McCain vs Romney: Round Two
For the first six months of this year, the narrative that dominated the Republican presidential race was the behind-the-scenes battle between Sen. John McCain (Ariz.) and former Gov. Mitt Romney (Mass.)
Each man viewed the other as his main rival for the nomination -- both men underestimated the staying power of former New York City Mayor Rudy Giuliani -- and their respective campaign didn't let a day go by without passing along a research document or parsed quote that showed their rival in a less than flattering light.
The decline and fall of McCain's campaign over the summer put this back-and-forth on the back burner as Romney turned his rhetorical fire on Giuliani and McCain fought to stay in the race.

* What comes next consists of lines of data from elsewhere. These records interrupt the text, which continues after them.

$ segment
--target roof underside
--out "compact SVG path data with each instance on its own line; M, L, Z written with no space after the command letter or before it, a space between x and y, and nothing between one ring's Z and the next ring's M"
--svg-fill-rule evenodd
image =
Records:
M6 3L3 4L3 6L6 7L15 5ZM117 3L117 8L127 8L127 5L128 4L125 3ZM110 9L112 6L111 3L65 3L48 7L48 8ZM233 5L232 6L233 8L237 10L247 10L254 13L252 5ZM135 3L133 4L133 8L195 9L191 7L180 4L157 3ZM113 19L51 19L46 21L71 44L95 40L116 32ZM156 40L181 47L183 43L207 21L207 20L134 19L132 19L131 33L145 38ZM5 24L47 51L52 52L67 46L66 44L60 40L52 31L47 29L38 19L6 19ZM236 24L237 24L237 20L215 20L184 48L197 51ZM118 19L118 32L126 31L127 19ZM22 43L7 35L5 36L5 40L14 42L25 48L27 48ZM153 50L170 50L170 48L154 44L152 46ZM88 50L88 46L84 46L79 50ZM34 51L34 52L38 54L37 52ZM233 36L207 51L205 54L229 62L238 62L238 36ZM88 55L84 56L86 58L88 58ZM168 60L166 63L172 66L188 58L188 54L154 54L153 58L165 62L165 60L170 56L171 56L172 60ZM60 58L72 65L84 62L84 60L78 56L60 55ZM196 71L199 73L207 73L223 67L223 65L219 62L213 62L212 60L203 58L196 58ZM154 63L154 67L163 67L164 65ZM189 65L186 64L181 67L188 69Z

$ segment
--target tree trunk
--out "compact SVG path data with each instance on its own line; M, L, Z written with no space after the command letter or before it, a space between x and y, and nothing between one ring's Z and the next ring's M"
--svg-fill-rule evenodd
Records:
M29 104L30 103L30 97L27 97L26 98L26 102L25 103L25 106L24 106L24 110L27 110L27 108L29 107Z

But, over the weekend, the ill will reemerged.
At a media availability in Sparks, Nevada, on Friday, Romney was asked how he could bring the conservative base together if he was the nominee. He answered that as he has traveled the country "conservatives in these states have heard me time and again [and] recognized that I do speak for the, if you will, the Republican wing of the Republican party and that the base Republican voter wants to see a conservative that will unite the three legs of the Republican stool."
While that remark was clearly aimed at Giuliani's social conservative bona fides (or lack thereof), it was McCain who quickly rose to the bait in a speech to the New Hampshire Republican Party on Saturday,
"When he ran for office in Massachusetts, being a Republican wasn't much of a priority for him," McCain said of Romney. "In fact, when he ran against Ted Kennedy, he said he didn't want to return to the days of Reagan-Bush. I always though Ronald Reagan was a real Republican."

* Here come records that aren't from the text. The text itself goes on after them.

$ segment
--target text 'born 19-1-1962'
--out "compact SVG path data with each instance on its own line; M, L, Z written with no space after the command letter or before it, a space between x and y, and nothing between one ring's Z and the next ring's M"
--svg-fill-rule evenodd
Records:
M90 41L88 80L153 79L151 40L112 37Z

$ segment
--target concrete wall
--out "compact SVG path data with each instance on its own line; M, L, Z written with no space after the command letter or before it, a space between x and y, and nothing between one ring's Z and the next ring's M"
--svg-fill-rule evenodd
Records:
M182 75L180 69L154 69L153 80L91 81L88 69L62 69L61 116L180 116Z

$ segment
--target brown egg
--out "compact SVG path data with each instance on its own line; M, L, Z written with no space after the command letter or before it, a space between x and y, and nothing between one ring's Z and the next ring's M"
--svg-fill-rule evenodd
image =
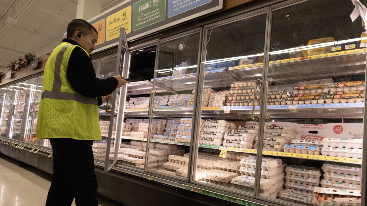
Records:
M323 201L325 201L325 198L322 196L319 197L319 198L317 198L317 202L321 202Z

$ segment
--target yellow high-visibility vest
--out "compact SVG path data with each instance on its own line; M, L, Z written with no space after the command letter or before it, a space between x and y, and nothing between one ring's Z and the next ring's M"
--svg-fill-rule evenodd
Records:
M69 58L77 47L79 46L62 42L46 63L37 121L38 139L102 139L97 98L77 93L66 77Z

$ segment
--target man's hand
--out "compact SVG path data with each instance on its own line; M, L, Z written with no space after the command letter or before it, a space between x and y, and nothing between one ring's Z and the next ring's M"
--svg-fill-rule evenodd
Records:
M119 85L117 86L117 88L121 87L123 86L125 86L127 84L129 83L129 82L124 80L124 79L125 78L122 76L119 75L117 76L115 76L113 77L116 78L116 79L119 81Z

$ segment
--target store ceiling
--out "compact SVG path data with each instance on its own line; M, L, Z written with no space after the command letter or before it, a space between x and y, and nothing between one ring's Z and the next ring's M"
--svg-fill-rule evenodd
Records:
M123 0L101 0L101 12ZM29 52L38 56L58 45L76 16L78 0L1 0L0 72Z

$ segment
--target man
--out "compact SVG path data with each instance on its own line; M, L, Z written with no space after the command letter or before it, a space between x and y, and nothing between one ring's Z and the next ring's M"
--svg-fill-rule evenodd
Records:
M101 139L98 106L128 82L121 76L96 78L89 54L97 30L82 19L68 25L68 38L47 60L37 126L39 139L50 139L53 174L46 205L98 205L91 144Z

McCain went on to note that Romney gave money to a Democratic candidate in New Hampshire, voted for Democratic Sen. Paul Tsongas for president and refused to sign the "Contract With America" -- all of which, the Arizona Senator argued, was evidence that his claims as the real Republicans were false. (None of those accusations are new. But, what is new is the willingness of one of Romney's rivals to put voice to them in a public way.)
Romney's campaign wouldn't let those comments pass without pushing back. "Angry attacks from campaigns without any new ideas on how to bring change to Washington aren't what voters are looking for," said Romney spokesman Kevin Madden. Then he stuck in the shiv: "There are obvious differences with Senator McCain, notably his wrongheaded approach on immigration, his support of campaign finance reform that has stifled free speech and his joining Democrats to vote against the Bush tax cuts."
A couple points of context are important here.
First, it's no secret that their is no love lost between McCain and Romney. It's not clear whether the dislike is personal or purely political but it's there and makes each man more willing to take pot shots at the other.
Second, McCain's campaign begins and ends in New Hampshire. While his numbers have sunk in places like Iowa and South Carolina, he remains in the game in the Granite State; a new Marist poll released over the weekend put him in third place with 17 percent behind Romney at 26 percent and Giuliani with 20 percent.
So, while McCain is a second-tier candidate everywhere else, he's still clearly a first-tier candidate in New Hampshire and has the potential to do real damage to Romney there.
If McCain continues to pursue such an aggressive line against Romney, the real winner is Giuliani who also views New Hampshire as his best chance for a victory in the early states. Giuliani has gone out of his way to praise McCain in the debates and regularly refers to him as a friend. If McCain is willing to take the fight to Romney, it allows Giuliani to remain above the fray and, likely, avoid coming under serious attack in his own right.
History provides an interesting lesson here. In the 2004 Democratic presidential race, Rep. Dick Gephardt (Mo.) and former Gov. Howard Dean (Vt.) engaged in an extended television war in Iowa that amounted to mutually assured destruction for both men who watched as Sens. John Kerry (Mass.) and John Edwards (N.C.) shot the gap into first and second place, respectively.
Romney must find a way to avoid a similar fate. He needs to answer McCain without turning this into an ugly brawl that will only accrue to Giuliani's benefit in the long run. The broader nomination fight still seems a contest between Giuliani and Romney and the former Massachusetts governor needs to keep his eye on the ball.